Le Canadien de Montréal empile des contrats qui, dans le contexte actuel de la LNH, ressemblent de plus en plus à des aubaines du Black Friday. Pas des coups de chance, des paris calculés.
Quand Lapierre lance que les gars devront être «tights» et que le jour où Ivan Demidov cognera à la porte en demandant le gros salaire — il risque d'être gêné de le faire. Il met le doigt sur l’essentiel de ce qui se passe avec le Tricolore. Le standard est déjà établi avec ceux qui sont en place… et pour longtemps.
Nick Suzuki (7,875 M$), Cole Caufield (7,85 M$), Juraj Slafkovský (7,6 M$), Lane Hutson (8,85 M$), Kaiden Guhle (5,55 M$), Mike Matheson (4,875 M$), Jake Evans (2,85 M$) et même Noah Dobson (9,5 M$) ont tous ont accepté de miser sur autre chose que le chèque maximal qu'ils auraient pu toucher sur le marché des joueurs autonomes. Pas par naïveté, mais par adhésion au plan global.

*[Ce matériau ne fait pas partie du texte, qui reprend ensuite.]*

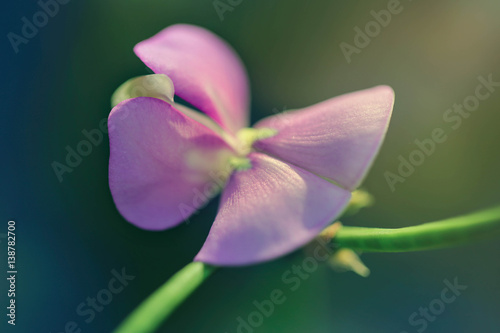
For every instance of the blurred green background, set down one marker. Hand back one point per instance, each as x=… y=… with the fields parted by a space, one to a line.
x=70 y=235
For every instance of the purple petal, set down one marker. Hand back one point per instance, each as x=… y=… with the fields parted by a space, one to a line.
x=268 y=211
x=337 y=139
x=205 y=70
x=162 y=163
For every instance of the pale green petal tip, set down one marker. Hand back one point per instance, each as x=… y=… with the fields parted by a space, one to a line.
x=347 y=260
x=154 y=85
x=248 y=136
x=240 y=163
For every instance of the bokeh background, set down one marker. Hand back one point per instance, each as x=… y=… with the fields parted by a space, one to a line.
x=70 y=235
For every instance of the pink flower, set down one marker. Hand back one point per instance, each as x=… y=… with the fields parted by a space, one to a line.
x=283 y=181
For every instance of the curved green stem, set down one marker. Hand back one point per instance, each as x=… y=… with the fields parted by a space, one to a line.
x=156 y=308
x=450 y=232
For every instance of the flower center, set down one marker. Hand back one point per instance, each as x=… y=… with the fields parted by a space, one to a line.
x=246 y=138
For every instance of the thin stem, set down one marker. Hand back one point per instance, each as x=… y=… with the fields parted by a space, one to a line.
x=156 y=308
x=450 y=232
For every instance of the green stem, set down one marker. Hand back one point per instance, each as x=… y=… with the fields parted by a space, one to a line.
x=156 y=308
x=450 y=232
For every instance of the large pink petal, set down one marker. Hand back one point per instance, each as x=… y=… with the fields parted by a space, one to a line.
x=337 y=139
x=205 y=70
x=268 y=211
x=163 y=165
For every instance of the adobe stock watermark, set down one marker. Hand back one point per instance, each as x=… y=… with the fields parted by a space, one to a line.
x=223 y=6
x=291 y=279
x=30 y=26
x=421 y=319
x=452 y=117
x=363 y=37
x=89 y=308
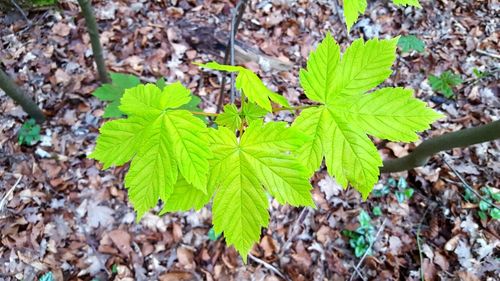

T’as Caufield et Suzuki pour le prix de Kaprizov!
- Maxim Lapierre
L’image frappe. Suzuki et Caufield pour le prix de Kirill Kaprizov — qui ampute 17 millions à lui seul sur la masse du Wild. Mathieu Dandenault confirme avec son «2 pour 1», tandis que Gilbert Delorme en rajoute en parlant de production équivalente pour chacun des deux joueurs du CH. Là où ça devient sérieux, c’est quand Pascal Leclaire rappelle que le Canadien a aussi pris des risques. Les contrats-ponts peuvent brûler une équipe quand le joueur explose trop vite. Un Caufield à 50 buts, sur un contrat de deux ans, et le club est dans une situation plus complexe. Kent Hughes a choisi d’acheter de la sécurité à l’avance… et jusqu’ici, ça rapporte gros.
Cette logique contractuelle se reflète aussi dans les choix plus récents… et Hutson devient l’exemple parfait. Un défenseur d'exception en voie d'atteindre les 80 points à sa deuxième campagne dans la LNH, verrouillé autour de 8,85 M$ par année pour huit ans — dans une ligue où l’élite à la ligne bleue se vend au prix fort — c'est quasiment un vol qualifié.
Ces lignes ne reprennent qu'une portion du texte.